Prenatal Tests and Doctor’s Appointments

It may be difficult to believe that your next prenatal appointment with your physician or midwife will be around 30 weeks, coming up very soon. During this appointment, your doctor may suggest administering the whooping cough (pertussis) vaccine, also known as Tdap, as per the CDC’s recommendations. This vaccine can help safeguard your baby after delivery, and is typically administered between 27 to 36 weeks of pregnancy.

If you have a high-risk pregnancy, your doctor may schedule additional specialized tests such as a contraction stress test, fetal non-stress test (NST), biophysical profile, modified biophysical profile, or Doppler of the umbilical artery.

– Risk in the 29th week of pregnancy

Iron is necessary for the production of hemoglobin, a protein found in red blood cells that carries oxygen throughout your body. When your body lacks enough healthy blood cells to transport oxygen, it results in a condition known as anemia. During the second trimester, the volume of blood in your body increases by 45%, and your growing baby requires more iron during the third trimester, which can lead to low iron levels.
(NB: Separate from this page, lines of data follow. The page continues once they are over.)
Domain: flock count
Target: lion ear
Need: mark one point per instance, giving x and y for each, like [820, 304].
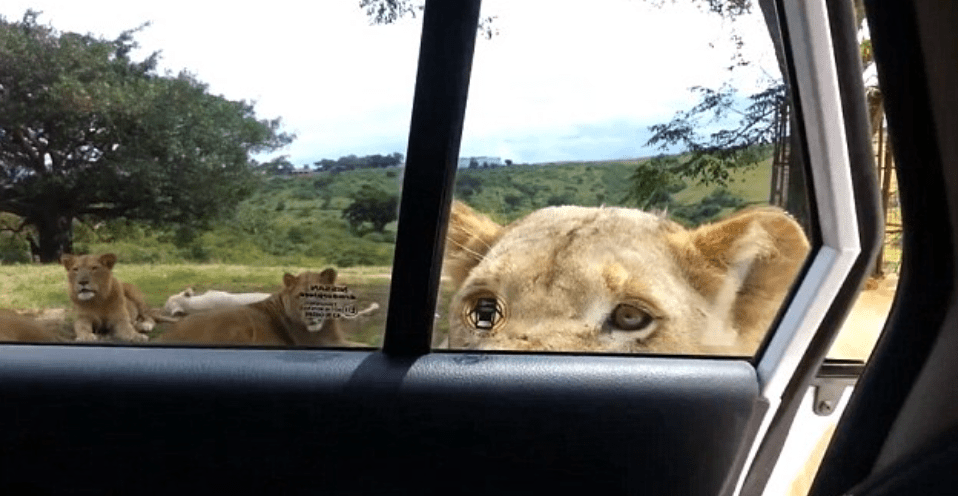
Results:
[67, 261]
[108, 259]
[468, 239]
[750, 261]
Symptoms of anemia may include 

  • dizziness
  • fatigue
  • headache
  • palpitations
  • shortness of breath

If you experience any of these symptoms, it’s essential to inform your doctor. Your doctor may perform a blood test to confirm the diagnosis. The treatment for anemia during pregnancy is usually straightforward and involves taking an iron supplement in addition to your prenatal vitamin.

Developmental Milestones

Throughout the remainder of the term, the baby will continue to develop by gaining fat and muscle. Additionally, the baby’s skin will mature and thicken, while the amount of fine hair (lanugo) covering the body will decrease as it reaches its peak.


The baby’s bones experience significant growth from the second trimester onwards. During the third trimester, the baby increases its intake of calcium to strengthen and harden its bones.

Survival Outside the Womb:

If a baby is born at 29 weeks, it is considered very premature and will require specialized care in the neonatal intensive care unit (NICU). Although the baby will need to stay in the hospital for several weeks, the likelihood of survival at 29 weeks is approximately 94%.